Training Model_1 using output of Model_2 which is pretrained whether using model_2.eval() or not in train method

Hi everyone,

I have two models, assuming Model_1 and Model_2.
Model_2 is pretrained and I want to use its output to compute loss and train Model_1.
Looks something like this:

def train(model1,model2, *args):
  out1 = Model_1(input)
  out2 = Model_2(out1)
  loss = criterion(out2)

optimizer = torch.optim.SGD(Model_1.parameters(), *args)

Here is a similar question I’ve got some ideas.

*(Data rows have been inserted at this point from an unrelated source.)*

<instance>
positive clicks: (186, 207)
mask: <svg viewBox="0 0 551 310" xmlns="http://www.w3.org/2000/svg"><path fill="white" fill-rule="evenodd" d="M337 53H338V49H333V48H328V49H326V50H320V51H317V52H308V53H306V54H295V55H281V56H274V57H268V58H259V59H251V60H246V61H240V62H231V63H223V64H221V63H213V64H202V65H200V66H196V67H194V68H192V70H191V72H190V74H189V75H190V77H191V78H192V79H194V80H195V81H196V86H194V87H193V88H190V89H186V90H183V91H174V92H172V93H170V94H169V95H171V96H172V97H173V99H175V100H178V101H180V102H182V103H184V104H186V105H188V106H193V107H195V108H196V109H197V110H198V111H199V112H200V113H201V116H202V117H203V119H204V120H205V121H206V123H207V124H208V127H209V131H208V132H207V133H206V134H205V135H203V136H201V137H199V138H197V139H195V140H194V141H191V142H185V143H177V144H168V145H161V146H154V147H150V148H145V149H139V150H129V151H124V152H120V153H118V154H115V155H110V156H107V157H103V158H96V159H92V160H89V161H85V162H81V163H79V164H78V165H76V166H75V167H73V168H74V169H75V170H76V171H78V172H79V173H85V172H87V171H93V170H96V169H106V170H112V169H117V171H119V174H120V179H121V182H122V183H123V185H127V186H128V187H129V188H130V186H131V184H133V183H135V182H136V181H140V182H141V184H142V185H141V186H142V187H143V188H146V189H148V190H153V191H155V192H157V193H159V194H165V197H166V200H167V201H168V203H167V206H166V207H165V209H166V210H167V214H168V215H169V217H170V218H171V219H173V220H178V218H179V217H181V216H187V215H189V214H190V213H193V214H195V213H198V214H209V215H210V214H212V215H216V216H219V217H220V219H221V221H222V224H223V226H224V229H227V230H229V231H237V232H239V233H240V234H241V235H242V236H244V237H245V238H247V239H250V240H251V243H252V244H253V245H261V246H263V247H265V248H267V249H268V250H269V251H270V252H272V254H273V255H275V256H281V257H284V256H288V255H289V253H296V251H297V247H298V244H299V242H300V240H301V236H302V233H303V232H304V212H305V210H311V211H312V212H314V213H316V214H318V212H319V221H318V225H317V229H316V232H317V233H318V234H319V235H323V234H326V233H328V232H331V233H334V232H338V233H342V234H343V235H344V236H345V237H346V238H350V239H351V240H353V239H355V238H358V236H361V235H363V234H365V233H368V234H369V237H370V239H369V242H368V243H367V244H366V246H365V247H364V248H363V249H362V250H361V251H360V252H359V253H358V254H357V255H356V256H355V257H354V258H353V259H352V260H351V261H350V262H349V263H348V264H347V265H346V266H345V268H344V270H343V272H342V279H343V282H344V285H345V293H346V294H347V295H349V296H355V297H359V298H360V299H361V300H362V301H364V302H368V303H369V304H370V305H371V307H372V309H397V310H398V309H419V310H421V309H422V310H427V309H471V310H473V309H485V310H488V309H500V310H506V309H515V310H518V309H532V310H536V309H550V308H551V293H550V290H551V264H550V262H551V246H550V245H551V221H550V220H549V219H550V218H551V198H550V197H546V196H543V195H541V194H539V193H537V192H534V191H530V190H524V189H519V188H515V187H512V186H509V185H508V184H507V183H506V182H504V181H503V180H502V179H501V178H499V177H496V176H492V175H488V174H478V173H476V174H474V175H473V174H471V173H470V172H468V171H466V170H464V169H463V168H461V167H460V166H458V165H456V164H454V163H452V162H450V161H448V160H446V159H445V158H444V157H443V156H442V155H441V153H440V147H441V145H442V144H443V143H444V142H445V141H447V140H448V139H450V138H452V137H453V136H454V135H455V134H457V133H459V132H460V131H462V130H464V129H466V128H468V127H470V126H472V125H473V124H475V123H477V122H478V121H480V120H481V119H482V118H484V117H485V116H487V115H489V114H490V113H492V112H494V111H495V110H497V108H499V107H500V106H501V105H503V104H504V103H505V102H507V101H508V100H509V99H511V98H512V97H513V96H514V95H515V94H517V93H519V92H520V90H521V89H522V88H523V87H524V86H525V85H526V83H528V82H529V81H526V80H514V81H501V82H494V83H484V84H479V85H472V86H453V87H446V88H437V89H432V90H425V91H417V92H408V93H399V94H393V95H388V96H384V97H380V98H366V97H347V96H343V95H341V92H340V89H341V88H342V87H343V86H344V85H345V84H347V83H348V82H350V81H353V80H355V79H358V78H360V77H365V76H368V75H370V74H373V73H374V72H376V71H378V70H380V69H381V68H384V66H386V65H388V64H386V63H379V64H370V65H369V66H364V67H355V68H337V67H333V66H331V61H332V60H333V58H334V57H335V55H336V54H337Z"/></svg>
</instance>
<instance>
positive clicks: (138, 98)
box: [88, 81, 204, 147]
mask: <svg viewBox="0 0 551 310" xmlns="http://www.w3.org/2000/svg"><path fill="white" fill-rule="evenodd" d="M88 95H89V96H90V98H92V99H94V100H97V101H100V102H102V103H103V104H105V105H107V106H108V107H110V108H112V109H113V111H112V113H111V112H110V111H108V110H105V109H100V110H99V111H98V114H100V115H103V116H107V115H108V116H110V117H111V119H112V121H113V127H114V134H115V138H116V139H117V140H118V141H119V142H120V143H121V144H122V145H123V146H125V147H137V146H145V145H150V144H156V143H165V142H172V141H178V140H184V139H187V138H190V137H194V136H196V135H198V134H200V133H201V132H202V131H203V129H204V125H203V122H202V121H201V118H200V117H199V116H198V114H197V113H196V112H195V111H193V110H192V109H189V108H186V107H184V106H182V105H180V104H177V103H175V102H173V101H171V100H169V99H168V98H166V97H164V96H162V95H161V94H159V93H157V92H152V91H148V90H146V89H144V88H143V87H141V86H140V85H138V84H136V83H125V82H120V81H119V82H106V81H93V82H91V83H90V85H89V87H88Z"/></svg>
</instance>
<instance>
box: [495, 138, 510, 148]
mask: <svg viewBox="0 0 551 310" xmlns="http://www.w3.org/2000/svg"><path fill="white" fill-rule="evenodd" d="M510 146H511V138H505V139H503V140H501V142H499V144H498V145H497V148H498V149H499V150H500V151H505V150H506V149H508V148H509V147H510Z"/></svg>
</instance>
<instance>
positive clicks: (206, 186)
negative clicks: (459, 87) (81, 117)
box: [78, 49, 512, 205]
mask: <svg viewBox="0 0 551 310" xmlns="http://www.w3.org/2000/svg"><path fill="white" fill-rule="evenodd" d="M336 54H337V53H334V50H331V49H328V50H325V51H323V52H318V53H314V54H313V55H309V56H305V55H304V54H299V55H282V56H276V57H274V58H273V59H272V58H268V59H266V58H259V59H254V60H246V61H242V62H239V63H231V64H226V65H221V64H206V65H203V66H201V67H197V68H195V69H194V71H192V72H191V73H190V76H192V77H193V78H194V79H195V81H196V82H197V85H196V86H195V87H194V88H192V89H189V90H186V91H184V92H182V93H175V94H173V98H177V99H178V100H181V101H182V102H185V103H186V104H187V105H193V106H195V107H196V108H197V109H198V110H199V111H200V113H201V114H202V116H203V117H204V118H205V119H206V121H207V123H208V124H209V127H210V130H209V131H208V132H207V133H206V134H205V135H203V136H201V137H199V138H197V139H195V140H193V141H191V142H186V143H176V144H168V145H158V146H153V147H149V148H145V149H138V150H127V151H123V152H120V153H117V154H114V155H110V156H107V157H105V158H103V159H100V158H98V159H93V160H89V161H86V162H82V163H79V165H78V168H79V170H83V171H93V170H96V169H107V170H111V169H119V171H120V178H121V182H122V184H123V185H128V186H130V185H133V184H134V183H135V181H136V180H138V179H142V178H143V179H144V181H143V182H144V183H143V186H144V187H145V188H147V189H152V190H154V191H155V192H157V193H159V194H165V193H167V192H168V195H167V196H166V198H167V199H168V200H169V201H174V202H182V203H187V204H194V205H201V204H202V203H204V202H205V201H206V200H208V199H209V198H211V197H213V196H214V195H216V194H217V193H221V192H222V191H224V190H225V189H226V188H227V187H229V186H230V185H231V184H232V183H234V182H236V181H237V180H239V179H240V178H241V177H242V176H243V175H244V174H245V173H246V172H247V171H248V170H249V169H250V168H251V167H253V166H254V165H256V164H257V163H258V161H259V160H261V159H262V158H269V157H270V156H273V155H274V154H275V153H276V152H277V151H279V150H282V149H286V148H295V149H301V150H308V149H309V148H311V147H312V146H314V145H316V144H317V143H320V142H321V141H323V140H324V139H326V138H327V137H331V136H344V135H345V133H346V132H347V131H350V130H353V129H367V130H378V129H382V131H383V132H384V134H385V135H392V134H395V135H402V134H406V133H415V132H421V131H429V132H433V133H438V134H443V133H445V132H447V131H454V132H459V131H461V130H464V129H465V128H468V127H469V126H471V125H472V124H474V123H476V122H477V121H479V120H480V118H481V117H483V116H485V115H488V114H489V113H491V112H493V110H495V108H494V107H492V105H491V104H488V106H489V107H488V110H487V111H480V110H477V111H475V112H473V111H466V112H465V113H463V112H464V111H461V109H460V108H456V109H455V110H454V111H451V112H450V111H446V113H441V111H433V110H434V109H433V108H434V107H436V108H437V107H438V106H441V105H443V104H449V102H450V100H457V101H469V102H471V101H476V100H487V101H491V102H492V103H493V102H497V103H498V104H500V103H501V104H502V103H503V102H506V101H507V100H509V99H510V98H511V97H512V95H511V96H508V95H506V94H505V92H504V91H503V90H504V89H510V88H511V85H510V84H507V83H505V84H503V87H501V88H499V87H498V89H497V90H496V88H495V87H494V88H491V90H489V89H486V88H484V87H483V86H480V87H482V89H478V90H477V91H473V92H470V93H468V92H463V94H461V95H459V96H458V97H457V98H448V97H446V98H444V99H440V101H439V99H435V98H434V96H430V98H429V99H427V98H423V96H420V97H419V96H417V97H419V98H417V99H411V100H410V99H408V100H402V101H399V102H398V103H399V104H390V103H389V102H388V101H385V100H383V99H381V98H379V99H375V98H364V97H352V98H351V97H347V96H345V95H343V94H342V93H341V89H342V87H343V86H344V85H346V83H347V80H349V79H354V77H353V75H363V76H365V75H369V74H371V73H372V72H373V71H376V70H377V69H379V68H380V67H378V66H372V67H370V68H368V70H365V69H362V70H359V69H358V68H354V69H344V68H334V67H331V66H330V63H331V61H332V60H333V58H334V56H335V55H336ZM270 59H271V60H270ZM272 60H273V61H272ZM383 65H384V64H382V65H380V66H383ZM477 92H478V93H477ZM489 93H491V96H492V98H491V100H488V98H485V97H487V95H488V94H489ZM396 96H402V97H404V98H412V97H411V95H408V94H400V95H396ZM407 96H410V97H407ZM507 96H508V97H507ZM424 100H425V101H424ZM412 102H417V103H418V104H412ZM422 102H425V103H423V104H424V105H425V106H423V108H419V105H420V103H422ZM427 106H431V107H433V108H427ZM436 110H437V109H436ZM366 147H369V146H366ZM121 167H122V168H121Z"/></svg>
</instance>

My question is should I use Model_2.eval() even when I am passing only Model_1 parameters to the optimizer?

Thanks for any advice


From albanD’s comment, you could pass only Model_1 parameters to the optimizer (this is what you already did).

This thread is discuss if we should turn the pre-trained model to eval mode. In my shallow opinion, calling Model_2.eval() will have some difference as follows:

  • the parameters of Model_2 will not update in optimizer.step(). This result is what your optimizer configuration already achieved.
  • change dropout layer and batchnorm layer into eval mode.

So we can see that it will only have the second difference, but I have not met this problem, you could have a try on it whether turn off dropout and batchnorm layers in a fixed model will have influence on the post-networks.

If you get something different, please let me know, thanks!

Thank you,
Basically, I want to my Model_2 act exactly as a finalized model (I mean only testing and no train at all) so I just use its output for further usage.
And based on your comment, I should use model.eval().
I will report differences when I finish the job.